/trns-learn

Transfer learning experiments with public non-PHI data sets

Primary LanguageJupyter Notebook

Transferring health data sets between health systems testing

Synthetic test data sets

notebooks/Recalibration_Loop_Breast_Cancer.ipynb uses the canonical breast cancer data set to crate synthetic test data sets that are purposefully poorly calibrated, so that finite samples can be drawn and recalibration can be performed. The use case is for data sets where we have model trained on some training data and want to use it in a new setting (such as a different health system), where drawing new samples is expensive. We want to draw a practical number of samples, as efficiently as possible, in order to test the calibration and discrimination of the training model, and then improve by recalibration until we are satisfied with performance in the new setting.

Planned: Testing methods of Mishra et al. 2022

link to paper

Note about dataset

Measure of clinical utility is the standardized net benefit.
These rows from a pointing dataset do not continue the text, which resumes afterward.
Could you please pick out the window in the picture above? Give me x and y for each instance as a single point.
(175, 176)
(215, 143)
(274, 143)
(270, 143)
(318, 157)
  • $ R \equiv $ the risk threshold for recommending an intervention.
  • $ \pi $ is the prevalence of the outcome
  • $\text{TPR}_R \equiv$ the true positive rate when the model risk threshold is $R$. AKA the sensitivity or the hit rate.
  • $\text{FPR}_R \equiv$ the same for the false positive rate. AKA 1 - specificity or the probability of a false alarm.
  • The ratio $R/(1-R)$ represents the ratio of benefits and harms of recommending an intervention. In this case I would assume this means the benefits vs. harms of screening a patient.

$$ \text{sNB}_R = \text{TPR}_R - \frac{R}{1-R}\frac{1-\pi}{\pi} \text{FPR}_R$$

The advantage of this measure of clinical utility is that its maximum is 1 when the TPR=1 and FPR=0. It is an "opt-in" formulation that assumes the default should be not treating or screening the patient. Other measures of clinical utility include the net benefit and relative utility.

The behavior of the sNB is that as the risk becomes large, it penalizes a higher false positive rate. As the prevalence becomes higher, it penalizes false positives less. For the rare-disease case, we might expect that the risk is high of non-detection, but that the prevalence is somewhat low. So perhaps we want the threshold $R$ closer to 0 to indicate that the our threshold for screening is low.